I do have a GKE k8s cluster (k8s 1.22) that consists of preemptible nodes only, which includes critical services like kube-dns. It's a dev machine which can tolerate some broken minutes a day. Every time a node gets shut down which hosts a kube-dns pod, I run into DNS resolution problems that persist until I delete the failed pod (in 1.21, pods stay "Status: Failed" / "Reason: Shutdown" until manually deleted).
While I do expect some problems on preemptible nodes while they are being recycled, I would expect this to self-repair after some minutes.

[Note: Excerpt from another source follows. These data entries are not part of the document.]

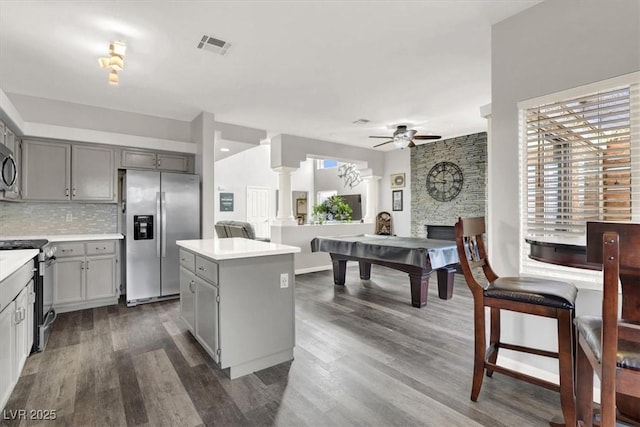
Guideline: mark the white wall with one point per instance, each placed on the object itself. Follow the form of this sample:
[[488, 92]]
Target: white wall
[[396, 161], [249, 168], [553, 46]]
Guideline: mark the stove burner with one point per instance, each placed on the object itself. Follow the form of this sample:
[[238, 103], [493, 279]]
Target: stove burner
[[22, 244]]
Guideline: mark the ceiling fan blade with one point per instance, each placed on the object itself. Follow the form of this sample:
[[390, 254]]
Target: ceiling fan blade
[[427, 137], [386, 142]]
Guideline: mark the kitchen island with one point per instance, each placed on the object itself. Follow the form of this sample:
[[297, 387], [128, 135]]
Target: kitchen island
[[237, 299]]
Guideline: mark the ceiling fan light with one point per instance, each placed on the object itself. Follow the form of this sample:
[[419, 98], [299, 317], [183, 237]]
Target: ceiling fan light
[[113, 78], [401, 141], [117, 48], [116, 62]]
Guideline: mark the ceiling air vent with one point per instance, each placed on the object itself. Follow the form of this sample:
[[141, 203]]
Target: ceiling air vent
[[214, 45]]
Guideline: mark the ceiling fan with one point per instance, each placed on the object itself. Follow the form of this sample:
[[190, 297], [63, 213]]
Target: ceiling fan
[[403, 137]]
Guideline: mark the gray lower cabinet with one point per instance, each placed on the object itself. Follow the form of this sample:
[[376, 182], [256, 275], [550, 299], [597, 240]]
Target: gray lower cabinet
[[207, 318], [54, 171], [237, 310], [188, 298], [85, 275], [16, 327]]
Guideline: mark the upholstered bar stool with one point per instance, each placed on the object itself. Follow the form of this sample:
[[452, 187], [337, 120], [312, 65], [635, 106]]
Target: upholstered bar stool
[[609, 345], [541, 297]]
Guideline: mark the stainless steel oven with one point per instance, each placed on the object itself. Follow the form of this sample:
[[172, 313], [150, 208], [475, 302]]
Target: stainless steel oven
[[44, 313]]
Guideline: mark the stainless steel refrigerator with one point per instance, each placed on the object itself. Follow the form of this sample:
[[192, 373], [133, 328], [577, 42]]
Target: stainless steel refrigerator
[[159, 209]]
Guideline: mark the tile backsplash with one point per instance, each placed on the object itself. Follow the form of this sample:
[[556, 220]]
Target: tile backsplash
[[37, 219]]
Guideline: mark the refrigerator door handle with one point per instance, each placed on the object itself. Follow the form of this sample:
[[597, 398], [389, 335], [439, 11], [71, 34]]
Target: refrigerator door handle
[[159, 225], [163, 211]]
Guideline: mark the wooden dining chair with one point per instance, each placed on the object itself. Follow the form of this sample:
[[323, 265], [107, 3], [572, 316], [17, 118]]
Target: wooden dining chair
[[608, 345], [541, 297]]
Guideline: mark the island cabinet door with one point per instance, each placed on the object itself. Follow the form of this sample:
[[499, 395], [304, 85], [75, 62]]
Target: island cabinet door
[[207, 317], [188, 298]]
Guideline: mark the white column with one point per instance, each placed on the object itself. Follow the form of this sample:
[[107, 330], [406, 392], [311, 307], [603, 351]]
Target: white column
[[285, 212], [371, 182]]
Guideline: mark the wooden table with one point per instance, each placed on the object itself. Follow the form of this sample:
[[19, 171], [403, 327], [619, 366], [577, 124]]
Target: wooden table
[[573, 253], [416, 256]]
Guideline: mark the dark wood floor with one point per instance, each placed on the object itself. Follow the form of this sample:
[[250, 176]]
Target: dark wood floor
[[363, 356]]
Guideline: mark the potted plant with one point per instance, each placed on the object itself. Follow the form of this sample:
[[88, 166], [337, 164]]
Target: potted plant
[[334, 208]]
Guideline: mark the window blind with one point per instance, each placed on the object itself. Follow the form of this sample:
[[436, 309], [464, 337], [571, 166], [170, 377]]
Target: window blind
[[580, 162]]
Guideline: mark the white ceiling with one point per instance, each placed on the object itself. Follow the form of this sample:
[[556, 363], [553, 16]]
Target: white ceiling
[[307, 68]]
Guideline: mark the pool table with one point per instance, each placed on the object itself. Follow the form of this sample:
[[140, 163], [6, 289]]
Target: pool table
[[416, 256]]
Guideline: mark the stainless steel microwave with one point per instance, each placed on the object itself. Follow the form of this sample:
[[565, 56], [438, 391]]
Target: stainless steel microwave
[[8, 168]]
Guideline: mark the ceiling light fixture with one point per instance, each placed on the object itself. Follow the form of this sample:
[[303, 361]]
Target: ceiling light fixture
[[115, 61], [401, 140]]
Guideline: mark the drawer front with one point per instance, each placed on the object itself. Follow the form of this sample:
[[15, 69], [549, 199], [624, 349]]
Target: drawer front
[[12, 285], [100, 247], [188, 260], [207, 269], [69, 249]]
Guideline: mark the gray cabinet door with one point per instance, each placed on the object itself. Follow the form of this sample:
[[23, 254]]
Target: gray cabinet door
[[46, 170], [207, 317], [13, 143], [101, 276], [172, 162], [93, 173], [68, 280], [138, 159], [188, 298]]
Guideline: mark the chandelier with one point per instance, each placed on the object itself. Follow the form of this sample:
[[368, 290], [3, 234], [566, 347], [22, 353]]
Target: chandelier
[[115, 61]]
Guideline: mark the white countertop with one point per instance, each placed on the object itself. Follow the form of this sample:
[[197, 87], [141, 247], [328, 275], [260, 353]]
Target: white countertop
[[68, 237], [235, 248], [10, 261]]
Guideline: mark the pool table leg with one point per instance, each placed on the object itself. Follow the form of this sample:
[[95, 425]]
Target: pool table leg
[[419, 288], [446, 276], [339, 270], [365, 270]]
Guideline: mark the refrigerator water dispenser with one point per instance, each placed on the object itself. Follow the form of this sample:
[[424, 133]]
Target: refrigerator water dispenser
[[143, 227]]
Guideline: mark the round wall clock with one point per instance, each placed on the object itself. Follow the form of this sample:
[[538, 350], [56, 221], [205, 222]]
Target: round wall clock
[[444, 181]]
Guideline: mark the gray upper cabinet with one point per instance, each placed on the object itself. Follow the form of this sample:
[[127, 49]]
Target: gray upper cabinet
[[9, 139], [60, 171], [133, 159], [92, 173], [138, 159], [46, 170]]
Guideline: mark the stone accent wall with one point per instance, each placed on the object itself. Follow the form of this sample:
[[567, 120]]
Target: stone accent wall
[[470, 154], [41, 219]]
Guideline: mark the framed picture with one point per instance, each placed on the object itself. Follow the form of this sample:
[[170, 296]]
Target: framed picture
[[397, 180], [301, 206], [226, 202], [396, 200]]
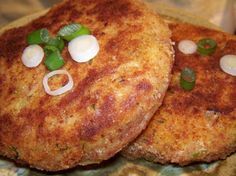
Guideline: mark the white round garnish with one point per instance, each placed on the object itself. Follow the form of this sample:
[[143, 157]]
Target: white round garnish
[[61, 90], [83, 48], [187, 46], [32, 56], [228, 64]]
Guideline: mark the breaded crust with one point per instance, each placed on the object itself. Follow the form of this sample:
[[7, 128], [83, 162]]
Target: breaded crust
[[113, 98], [199, 125]]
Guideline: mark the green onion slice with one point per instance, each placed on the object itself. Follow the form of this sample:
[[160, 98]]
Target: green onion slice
[[206, 46], [38, 37], [56, 42], [71, 31], [54, 61], [187, 79]]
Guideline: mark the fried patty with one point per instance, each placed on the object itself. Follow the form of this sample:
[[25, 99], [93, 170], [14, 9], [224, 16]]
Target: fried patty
[[199, 125], [113, 98]]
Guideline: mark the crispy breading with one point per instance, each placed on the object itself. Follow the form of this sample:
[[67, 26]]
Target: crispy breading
[[113, 98], [199, 125]]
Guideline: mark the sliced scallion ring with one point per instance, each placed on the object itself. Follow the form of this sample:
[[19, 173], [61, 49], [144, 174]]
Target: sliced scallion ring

The underlying reason for the persistent problems seems to be that the failed pod does not get removed from the k8s Service
/ Endpoint
. This is what I can see in the system:
Status of the pods via kubectl -n kube-system get po -l k8s-app=kube-dns
NAME READY STATUS RESTARTS AGE
kube-dns-697dc8fc8b-47rxd 4/4 Terminated 0 43h
kube-dns-697dc8fc8b-mkfrp 4/4 Running 0 78m
kube-dns-697dc8fc8b-zfvn8 4/4 Running 0 19h
IP of the failed pod is 192.168.144.2 - and it still is listed as one of the endpoints of the service:
kubectl -n kube-system describe ep kube-dns
brings this:
Name: kube-dns
Namespace: kube-system
Labels: addonmanager.kubernetes.io/mode=Reconcile
k8s-app=kube-dns
kubernetes.io/cluster-service=true
kubernetes.io/name=KubeDNS
Annotations: endpoints.kubernetes.io/last-change-trigger-time: 2022-02-21T10:15:54Z
Subsets:
Addresses: 192.168.144.2,192.168.144.7,192.168.146.29
NotReadyAddresses: <none>
Ports:
Name Port Protocol
---- ---- --------
dns-tcp 53 TCP
dns 53 UDP
Events: <none>
I know others worked around these issues by Scheduling kube-dns to other pods, but I would rather want to make this self-healing instead, as node failures can still happen on non-preemptible nodes, they are just less likely.
My questions:
- Why is the failed pod still listed as one of the endpoints of the service, even hours after the initial node failure?
- What can I do to mitigate the problem (besides adding some non-ephemeral nodes)?
It seems that kube-dns in the default deployment in GKE does not have a readiness probe attached to dnsmasq (port 53), which is targeted in the kube-dns service, and that having that could solve the issue - but I suspect it's not there for a reason that I don't yet understand.
EDIT: Apparently this does not happen on 1.21.6-gke.1500 (regular channel), but it does on 1.22.6-gke.1500 (rapid channel). I do not have a good explanation, but despite having a few failed pods today the kube-dns service only contains the working ones.